馬屋から出された彼は、悠々とした様子で手綱を引く兵に連れられて紅の元へと歩いてくる。
「ごめんね、虎吉…。疲れてるだろうけど、越後までよろしく」
彼女の言葉に答えるように、虎吉はその長い顔を彼女の頬へと摺り寄せた。
「私も出発するから、先に上杉殿の所に持って行っておいて」
頼んだわ、と氷景に文を手渡す。
それを受け取って懐へと収めると、氷景は凍雲を呼んでその足に掴まり、一足先に奥州を後にした。
紅は彼を見送ってから手綱を受け取り、鐙に足をかけてひょいと鞍に跨る。
「紅様、お気をつけください。まだ帰って来たばかりで疲れが取れていないのは紅様も同じなのですから…」
「ええ、ありがとう。でも、事は一刻を争うから…。それより、暁斗はどうなった?」
ふと、紅は表情に陰を落としてそう問いかける。
虎吉の手綱を引いてきた兵士は、その言葉に顔を俯かせた。
「…一命は取り留めましたが、利き腕は…」
「…そう。今は何も考えず、傷を癒すようにと」
紅の言葉に、はい、と頷く兵士。
彼もまた、同僚の負傷に心を痛めているのだろう。
その様子に唇を噛み締め、頭を切り替えねばと思う。
救えるかもしれない命を、優先しなければならない。
「留守は任せたわ」
「はい。紅様もお気をつけて」
その言葉に強く頷いてから、紅は虎吉を走り出させた。
「紅様が越後に向かったのか」
紅の背中が見えなくなったところで、そんな声が聞こえた。
バッと振り向いた兵士の目に、どこか呆れた風な小十郎が入り込んでくる。
「小十郎様…。紅様は大丈夫でしょうか?」
「紅様も、言っても止まらんお方だ。だが、ご自分の限界くらいは弁えておられるだろう」
無茶はするけれど、無理はしないはずだ。
確信は持てないのでそう信じるしかないけれど。
「まったく…。そう言うところは政宗様と同じだ」
決して自分を曲げようとせず、一度決めたことを通すためならば己の身さえ省みない。
けれど、そんな風に前を向いて歩いていく政宗だからこそ、その背中についていこうと思うのだろう。
彼女もまた、そんな人間の一人なのかもしれない。
「しかし、上杉の領地でもしものことがあれば…」
「…幸い、越後と目立った戦はしていない。
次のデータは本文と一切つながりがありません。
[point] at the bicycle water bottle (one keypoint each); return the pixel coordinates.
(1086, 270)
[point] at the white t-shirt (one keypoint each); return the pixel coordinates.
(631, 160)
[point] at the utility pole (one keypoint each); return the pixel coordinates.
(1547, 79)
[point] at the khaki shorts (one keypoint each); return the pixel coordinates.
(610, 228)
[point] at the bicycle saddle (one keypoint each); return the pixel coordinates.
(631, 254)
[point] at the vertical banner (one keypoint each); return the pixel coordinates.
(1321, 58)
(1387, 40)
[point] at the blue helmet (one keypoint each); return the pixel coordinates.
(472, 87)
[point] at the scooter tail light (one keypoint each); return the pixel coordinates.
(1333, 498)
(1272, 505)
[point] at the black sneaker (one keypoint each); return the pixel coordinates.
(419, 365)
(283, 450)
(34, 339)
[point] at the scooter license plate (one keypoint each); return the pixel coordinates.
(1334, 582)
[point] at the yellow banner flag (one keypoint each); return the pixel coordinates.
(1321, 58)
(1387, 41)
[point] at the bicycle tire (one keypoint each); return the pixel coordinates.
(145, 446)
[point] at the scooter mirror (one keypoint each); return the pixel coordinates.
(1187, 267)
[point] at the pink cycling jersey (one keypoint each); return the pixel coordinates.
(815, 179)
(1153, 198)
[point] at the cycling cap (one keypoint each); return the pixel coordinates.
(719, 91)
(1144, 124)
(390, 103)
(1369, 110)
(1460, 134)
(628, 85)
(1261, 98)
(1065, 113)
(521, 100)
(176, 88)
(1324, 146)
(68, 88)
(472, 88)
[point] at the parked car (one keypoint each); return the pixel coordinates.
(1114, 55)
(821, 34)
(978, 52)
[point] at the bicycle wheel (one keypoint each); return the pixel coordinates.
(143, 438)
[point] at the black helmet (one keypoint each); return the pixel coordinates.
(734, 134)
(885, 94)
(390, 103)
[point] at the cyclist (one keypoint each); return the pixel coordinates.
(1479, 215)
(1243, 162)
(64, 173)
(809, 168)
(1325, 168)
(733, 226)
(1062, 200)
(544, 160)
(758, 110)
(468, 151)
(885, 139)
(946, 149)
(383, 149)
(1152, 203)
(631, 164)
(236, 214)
紅様が単独で訪れる分には、問題はないだろう」
相手の思考を完全に読み取ることなど出来ないのだから、恐らく、と言う程度でしかない。
しかし、彼女の人柄がそれを信じさせる。
お忍びと称して何度か信濃へと赴いていることを知っている小十郎は、見えない紅の背中を捜す。
そして、小さき息を吐き出してから城の中へと戻っていった。
途中、見上げた窓の所に人影を見つけ、口角を持ち上げる小十郎。
「少しは大人になられましたな、政宗様」
自らも飛び出すことなく、何も言わずに送り出した彼を思い、小十郎は小さくそう呟いた。